Steuerrecht: “Steuerrechtlich würde eine verdeckte Gewinnausschüttung entstehen, die eine darüberhinausgehende Steuerbelastung auslöst.” – so begründet z.B. die Freie Scholle die Nachforderung. Auch diese Aussage steht, so Schneider, auf sehr schwachen Beinen. Es gebe hier keine eindeutige Rechtslage und bisher auch keine gerichtlichen Entscheidungen. Für die Annahme von verdeckten Gewinnausschüttungen müsste der Verzicht auf Nachforderungen lediglich einzelnen genossenschaftlichen Mieter:innen gegenüber ausgesprochen werden, dies ist offensichtlich bei der Vielzahl der Betroffenen nicht der Fall. Im Übrigen reicht es bei Leistungsbeziehungen zwischen Genossenschaft und Genoss:innen regelmäßig aus, dass die Leistungsbeziehungen kostendeckend sind. (Dies dürfte auch im Fall der zuletzt unter dem nun unwirksamen Mietendeckel-Gesetz reduzierten Mieten wohl noch der Fall sein, da andernfalls die übrigen, nicht betroffenen Mieter:innen ja ebenfalls keine kostendeckenden Mieten zahlen dürften.) Genossenschaften könnten das Problem jedoch leicht lösen, indem sie vorab eine Anfrage beim zuständigen Finanzamt stellen, ob bei einem Verzicht auf Nachzahlung Kapitalertragssteuer gezahlt werden muss. (Diese Anfrage müssten übrigens auch betroffene Genossenschaftsmitglieder stellen dürfen, da diese als Steuerpflichtige für die Versteuerung zuständig sind!). Selbst wenn das Finanzamt den Verzicht grundsätzlich als Gewinnausschüttung ansehen würde, wäre immer noch eine Nachverhandlung über die Höhe denkbar. Bei der Vielzahl der betroffenen Fälle und angesichts der unklaren Rechtslage sei es wahrscheinlich, so der Steuerexperte, dass das Finanzamt im Rahmen einer “tatsächlichen Verständigung” nicht den gesamten Verzicht auf die Nachzahlungen als verdeckte Gewinnausschüttung qualifiziert.
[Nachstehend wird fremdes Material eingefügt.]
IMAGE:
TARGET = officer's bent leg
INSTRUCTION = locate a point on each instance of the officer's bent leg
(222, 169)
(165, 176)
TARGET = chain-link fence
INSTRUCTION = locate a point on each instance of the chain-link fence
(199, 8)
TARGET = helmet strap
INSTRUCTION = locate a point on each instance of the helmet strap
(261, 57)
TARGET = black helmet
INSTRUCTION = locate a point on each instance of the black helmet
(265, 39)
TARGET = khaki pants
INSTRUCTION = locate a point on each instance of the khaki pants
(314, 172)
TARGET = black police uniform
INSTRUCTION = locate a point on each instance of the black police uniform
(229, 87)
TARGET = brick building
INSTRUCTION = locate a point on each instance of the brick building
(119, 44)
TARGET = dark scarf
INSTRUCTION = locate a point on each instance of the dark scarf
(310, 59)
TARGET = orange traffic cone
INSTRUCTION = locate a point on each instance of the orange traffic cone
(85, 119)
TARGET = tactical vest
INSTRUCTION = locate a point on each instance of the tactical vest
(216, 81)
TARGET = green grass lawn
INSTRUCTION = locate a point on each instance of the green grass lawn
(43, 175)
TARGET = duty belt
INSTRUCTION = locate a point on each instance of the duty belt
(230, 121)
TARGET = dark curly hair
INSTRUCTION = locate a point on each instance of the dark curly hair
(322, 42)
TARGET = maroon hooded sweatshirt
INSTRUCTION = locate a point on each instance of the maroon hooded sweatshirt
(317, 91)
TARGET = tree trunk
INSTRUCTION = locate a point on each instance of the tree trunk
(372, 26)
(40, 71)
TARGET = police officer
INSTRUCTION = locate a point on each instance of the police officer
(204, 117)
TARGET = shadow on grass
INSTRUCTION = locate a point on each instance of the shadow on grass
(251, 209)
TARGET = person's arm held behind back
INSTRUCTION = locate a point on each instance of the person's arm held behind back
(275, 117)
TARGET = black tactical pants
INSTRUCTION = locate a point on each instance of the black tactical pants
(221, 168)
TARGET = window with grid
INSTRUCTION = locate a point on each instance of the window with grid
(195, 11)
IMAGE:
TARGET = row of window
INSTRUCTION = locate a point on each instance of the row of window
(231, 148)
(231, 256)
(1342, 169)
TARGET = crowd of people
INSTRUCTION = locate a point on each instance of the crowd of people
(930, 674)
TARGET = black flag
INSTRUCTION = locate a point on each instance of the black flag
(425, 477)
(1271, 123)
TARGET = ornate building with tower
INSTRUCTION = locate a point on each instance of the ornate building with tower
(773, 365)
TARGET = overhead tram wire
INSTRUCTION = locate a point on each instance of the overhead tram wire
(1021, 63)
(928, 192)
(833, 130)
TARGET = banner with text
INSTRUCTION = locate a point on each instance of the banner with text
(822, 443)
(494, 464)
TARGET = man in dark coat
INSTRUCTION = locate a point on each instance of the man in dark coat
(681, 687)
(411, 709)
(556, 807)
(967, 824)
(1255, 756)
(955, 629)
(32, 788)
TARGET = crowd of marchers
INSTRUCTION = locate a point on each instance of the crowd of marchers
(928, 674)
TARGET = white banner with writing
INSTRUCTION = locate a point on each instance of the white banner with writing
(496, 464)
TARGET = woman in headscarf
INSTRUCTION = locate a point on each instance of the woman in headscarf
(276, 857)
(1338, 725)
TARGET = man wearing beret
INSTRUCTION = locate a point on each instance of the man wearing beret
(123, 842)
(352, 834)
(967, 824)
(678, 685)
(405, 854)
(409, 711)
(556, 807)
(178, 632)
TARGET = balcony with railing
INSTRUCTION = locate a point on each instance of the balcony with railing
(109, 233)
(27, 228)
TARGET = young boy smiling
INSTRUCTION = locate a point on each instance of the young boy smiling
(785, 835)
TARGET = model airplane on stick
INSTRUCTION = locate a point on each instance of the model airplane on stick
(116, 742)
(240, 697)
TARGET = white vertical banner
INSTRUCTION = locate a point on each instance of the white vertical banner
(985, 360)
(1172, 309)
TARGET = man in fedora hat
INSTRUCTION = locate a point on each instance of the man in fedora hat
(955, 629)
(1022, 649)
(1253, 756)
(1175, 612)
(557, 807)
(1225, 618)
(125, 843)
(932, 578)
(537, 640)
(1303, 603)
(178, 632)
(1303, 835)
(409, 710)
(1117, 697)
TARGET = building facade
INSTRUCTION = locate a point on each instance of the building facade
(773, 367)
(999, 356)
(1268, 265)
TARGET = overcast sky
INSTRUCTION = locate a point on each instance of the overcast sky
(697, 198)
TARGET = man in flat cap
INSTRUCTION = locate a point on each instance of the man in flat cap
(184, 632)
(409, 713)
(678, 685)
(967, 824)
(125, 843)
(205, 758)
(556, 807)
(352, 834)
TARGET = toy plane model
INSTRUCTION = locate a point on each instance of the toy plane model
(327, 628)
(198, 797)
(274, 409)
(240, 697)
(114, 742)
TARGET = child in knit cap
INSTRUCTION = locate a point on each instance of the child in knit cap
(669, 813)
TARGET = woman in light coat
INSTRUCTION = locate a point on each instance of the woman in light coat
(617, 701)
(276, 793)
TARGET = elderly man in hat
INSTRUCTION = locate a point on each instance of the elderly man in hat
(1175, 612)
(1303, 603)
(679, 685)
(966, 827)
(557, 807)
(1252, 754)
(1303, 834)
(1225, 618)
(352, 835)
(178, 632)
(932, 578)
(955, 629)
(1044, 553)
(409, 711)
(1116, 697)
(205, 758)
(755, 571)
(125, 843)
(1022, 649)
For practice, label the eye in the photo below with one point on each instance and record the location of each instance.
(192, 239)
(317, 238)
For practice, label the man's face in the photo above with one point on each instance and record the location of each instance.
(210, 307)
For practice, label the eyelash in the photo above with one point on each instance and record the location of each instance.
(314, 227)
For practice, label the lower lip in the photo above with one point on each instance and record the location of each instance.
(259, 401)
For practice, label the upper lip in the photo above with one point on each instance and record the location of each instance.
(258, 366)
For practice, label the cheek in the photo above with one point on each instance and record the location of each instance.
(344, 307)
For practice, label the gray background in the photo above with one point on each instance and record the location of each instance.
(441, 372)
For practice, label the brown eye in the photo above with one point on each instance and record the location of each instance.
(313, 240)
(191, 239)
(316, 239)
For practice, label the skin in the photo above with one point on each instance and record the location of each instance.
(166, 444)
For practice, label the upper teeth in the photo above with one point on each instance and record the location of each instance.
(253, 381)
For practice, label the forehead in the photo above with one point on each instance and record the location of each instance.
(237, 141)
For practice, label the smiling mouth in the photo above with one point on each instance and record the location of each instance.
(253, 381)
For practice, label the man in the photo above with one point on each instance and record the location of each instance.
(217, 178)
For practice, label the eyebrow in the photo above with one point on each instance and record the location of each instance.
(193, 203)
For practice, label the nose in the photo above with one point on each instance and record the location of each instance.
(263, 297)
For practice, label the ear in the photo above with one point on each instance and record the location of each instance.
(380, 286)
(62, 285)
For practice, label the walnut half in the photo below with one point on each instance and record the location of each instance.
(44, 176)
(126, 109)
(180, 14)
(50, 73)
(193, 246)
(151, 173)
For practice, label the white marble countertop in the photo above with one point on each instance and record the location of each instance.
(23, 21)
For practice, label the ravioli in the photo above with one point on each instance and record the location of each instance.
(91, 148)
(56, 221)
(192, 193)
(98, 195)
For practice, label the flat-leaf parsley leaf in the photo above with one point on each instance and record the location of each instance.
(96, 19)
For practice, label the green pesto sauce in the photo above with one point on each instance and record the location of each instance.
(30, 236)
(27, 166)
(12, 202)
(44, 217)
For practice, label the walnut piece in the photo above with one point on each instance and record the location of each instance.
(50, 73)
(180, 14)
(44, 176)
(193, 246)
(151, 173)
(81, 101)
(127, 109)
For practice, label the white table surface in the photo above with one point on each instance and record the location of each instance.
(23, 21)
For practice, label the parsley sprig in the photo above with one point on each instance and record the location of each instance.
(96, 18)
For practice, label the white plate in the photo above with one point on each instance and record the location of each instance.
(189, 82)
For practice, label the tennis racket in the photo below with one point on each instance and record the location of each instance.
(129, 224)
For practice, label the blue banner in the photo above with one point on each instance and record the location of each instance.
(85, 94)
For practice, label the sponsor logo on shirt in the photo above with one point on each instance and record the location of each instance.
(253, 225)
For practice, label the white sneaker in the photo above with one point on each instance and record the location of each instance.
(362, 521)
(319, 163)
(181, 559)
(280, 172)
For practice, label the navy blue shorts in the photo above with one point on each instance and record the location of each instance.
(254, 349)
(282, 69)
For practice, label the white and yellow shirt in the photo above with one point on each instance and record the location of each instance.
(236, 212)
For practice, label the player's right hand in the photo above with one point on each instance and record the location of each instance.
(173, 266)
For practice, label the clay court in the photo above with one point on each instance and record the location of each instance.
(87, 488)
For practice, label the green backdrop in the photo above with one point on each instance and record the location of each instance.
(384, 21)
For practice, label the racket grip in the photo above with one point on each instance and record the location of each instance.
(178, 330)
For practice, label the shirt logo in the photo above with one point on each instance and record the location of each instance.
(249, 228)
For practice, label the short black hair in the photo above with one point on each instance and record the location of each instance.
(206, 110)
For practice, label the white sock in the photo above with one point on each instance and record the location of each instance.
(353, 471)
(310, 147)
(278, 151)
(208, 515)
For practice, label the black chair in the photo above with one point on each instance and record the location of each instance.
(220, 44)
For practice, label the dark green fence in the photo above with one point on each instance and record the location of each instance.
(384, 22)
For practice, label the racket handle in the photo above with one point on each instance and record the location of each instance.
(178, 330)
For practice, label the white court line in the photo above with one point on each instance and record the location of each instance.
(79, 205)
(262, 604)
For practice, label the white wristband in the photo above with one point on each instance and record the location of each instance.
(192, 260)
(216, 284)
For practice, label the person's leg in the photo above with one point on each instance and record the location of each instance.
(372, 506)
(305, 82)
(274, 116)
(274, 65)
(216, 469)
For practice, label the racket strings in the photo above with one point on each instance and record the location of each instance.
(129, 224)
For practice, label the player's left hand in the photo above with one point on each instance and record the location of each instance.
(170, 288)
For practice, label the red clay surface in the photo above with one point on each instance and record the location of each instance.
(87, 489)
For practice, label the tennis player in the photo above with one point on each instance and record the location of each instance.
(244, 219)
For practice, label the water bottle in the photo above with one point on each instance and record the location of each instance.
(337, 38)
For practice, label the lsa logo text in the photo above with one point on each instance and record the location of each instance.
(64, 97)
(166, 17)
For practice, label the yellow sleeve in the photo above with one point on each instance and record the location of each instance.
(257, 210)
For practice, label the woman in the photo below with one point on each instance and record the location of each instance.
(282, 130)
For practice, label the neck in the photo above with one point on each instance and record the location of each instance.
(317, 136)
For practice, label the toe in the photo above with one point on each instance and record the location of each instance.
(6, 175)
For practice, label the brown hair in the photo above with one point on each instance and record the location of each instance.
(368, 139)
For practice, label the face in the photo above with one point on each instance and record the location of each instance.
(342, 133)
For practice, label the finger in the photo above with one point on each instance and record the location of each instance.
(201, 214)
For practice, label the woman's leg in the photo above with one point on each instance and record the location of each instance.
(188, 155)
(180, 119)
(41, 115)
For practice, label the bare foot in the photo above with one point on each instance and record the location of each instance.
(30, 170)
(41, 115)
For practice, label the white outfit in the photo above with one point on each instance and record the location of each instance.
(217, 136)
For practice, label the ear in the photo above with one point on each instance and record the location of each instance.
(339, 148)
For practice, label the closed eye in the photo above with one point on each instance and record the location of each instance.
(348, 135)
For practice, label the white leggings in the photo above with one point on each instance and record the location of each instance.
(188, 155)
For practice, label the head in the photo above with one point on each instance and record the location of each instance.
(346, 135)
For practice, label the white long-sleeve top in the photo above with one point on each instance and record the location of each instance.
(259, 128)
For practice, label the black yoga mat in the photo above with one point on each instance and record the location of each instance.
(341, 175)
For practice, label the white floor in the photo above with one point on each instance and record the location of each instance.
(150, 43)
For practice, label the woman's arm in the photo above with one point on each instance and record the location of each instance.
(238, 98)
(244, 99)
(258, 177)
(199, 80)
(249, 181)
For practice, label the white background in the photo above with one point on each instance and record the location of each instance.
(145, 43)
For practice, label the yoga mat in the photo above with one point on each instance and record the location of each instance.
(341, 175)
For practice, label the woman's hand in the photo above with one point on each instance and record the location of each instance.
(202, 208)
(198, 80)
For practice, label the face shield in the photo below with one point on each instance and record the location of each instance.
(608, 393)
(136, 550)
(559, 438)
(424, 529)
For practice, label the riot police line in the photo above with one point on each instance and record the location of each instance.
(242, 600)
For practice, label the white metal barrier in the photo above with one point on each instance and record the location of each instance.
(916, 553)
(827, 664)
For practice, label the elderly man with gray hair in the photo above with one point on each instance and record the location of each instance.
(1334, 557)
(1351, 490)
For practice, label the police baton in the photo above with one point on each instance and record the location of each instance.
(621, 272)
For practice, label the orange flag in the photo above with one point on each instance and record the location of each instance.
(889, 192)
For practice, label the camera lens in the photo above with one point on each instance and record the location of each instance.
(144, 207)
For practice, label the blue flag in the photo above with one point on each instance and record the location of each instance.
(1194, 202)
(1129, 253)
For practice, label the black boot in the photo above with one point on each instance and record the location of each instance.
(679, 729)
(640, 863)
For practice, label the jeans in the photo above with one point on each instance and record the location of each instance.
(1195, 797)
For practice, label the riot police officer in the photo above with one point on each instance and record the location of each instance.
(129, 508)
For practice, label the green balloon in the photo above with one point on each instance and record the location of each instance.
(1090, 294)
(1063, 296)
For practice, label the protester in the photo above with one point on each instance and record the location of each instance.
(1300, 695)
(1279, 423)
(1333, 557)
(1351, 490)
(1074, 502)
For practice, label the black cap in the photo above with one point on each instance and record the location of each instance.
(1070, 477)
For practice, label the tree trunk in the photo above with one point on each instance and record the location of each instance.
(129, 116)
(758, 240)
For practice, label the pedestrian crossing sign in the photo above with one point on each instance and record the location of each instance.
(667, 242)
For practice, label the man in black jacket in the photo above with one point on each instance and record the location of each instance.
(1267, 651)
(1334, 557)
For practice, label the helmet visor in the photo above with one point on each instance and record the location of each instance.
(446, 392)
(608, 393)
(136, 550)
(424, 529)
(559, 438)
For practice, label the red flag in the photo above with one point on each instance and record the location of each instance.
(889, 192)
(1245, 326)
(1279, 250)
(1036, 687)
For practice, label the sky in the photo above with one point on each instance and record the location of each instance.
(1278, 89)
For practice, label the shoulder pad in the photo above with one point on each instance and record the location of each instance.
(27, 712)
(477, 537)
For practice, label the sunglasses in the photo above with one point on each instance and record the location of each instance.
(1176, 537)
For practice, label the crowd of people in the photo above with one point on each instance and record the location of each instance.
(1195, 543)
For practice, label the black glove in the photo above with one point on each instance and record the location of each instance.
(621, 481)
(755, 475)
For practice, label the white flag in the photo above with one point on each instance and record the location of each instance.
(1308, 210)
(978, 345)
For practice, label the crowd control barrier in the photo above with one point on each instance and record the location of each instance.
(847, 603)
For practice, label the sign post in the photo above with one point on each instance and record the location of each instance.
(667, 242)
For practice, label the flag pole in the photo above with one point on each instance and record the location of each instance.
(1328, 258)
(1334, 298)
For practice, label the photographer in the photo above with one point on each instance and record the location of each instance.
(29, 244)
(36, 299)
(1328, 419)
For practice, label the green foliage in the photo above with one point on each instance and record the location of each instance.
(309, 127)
Schneider zusammenfassend: “Sowohl die genossenschaftsrechtlichen wie auch die steuerrechtlichen Argumente erscheinen konstruiert nach dem Motto: Wir wollen auf jeden Fall nachfordern – wie können wir das begründen? Ginge man offen an die Frage heran, gelänge man zu anderen, solidarischeren Ergebnissen. Selbst bei dem unwahrscheinlichen Fall, dass Steuernachzahlungen fällig wären, gibt es eine Lösung: Die Vorstände lassen sich die Folgekosten durch die Generalversammlung genehmigen.